Réaction infantile, riposta Miles à travers ses dents serrées.

Grégor redressa brusquement la tête dans un mouvement de colère, mais il ne répondit rien.

La pleine compréhension de sa situation commençait seulement à s’infiltrer en Miles, lestant de plomb son estomac. Je suis le seul homme de l’univers qui sache où se trouve actuellement l’empereur de Barrayar. Si quoi que ce soit arrivait à Grégor, je serais son héritier. En fait, si quoi que ce soit arrivait à Grégor, une foule de gens penseraient que je…

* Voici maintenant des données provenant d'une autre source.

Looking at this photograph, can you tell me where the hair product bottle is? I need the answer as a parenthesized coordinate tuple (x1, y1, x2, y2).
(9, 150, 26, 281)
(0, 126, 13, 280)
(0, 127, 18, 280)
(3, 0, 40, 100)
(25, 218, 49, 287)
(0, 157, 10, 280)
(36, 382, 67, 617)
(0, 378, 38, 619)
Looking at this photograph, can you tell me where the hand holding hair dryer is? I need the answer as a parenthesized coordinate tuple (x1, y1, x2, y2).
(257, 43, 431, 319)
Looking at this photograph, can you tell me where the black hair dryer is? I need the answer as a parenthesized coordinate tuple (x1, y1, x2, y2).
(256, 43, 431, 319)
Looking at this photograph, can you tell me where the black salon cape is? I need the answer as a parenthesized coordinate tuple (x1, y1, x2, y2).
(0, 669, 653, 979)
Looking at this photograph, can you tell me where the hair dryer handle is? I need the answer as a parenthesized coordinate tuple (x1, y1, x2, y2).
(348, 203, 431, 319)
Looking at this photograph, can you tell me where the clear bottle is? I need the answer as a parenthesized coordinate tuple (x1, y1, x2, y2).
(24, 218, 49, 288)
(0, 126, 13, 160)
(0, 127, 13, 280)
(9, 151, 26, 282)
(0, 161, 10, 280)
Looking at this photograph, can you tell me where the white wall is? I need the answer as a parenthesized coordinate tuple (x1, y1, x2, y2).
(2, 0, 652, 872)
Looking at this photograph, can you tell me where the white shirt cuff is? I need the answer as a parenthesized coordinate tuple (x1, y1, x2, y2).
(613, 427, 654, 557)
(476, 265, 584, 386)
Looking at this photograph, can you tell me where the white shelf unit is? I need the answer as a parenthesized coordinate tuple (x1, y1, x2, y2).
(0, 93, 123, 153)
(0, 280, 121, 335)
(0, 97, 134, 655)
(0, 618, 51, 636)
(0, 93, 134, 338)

Et si le Moyeu de Hegen découvrait l’identité réelle de Grégor, il s’ensuivrait une bagarre épique. Les Jacksoniens voudraient s’emparer de lui aux seules fins de toucher une rançon. Aslund, Pol, Vervain pourraient entrer en lutte pour acquérir du pouvoir. Les Cetagandans surtout… S’ils prenaient secrètement possession de Grégor, qui sait quelle subtile programmation psychologique ils tenteraient ? Et, s’ils prenaient possession de lui ouvertement, qui sait quelles menaces ? Et Miles et Grégor étaient tous deux bloqués dans un navire dont ils n’étaient pas les maîtres… Miles risquait à tout moment d’être enlevé par des sbires du Consortium ou pire…

Miles était un officier de la Séclmp, maintenant, quoique junior ou en disgrâce. Et la Séclmp avait pour devoir d’assurer la sécurité de l’empereur. L’empereur, l’icône unificatrice de Barrayar. Grégor, chair pressée malgré elle dans ce moule. Icône, chair, laquelle réclamait l’allégeance de Miles ? Les deux. Il est à ma charge. Un prisonnier en fuite, pourchassé par Dieu sait quels ennemis, déprimé à mort et livré pieds et poings liés entre mes mains.

Miles réprima un gloussement de rire hystérique.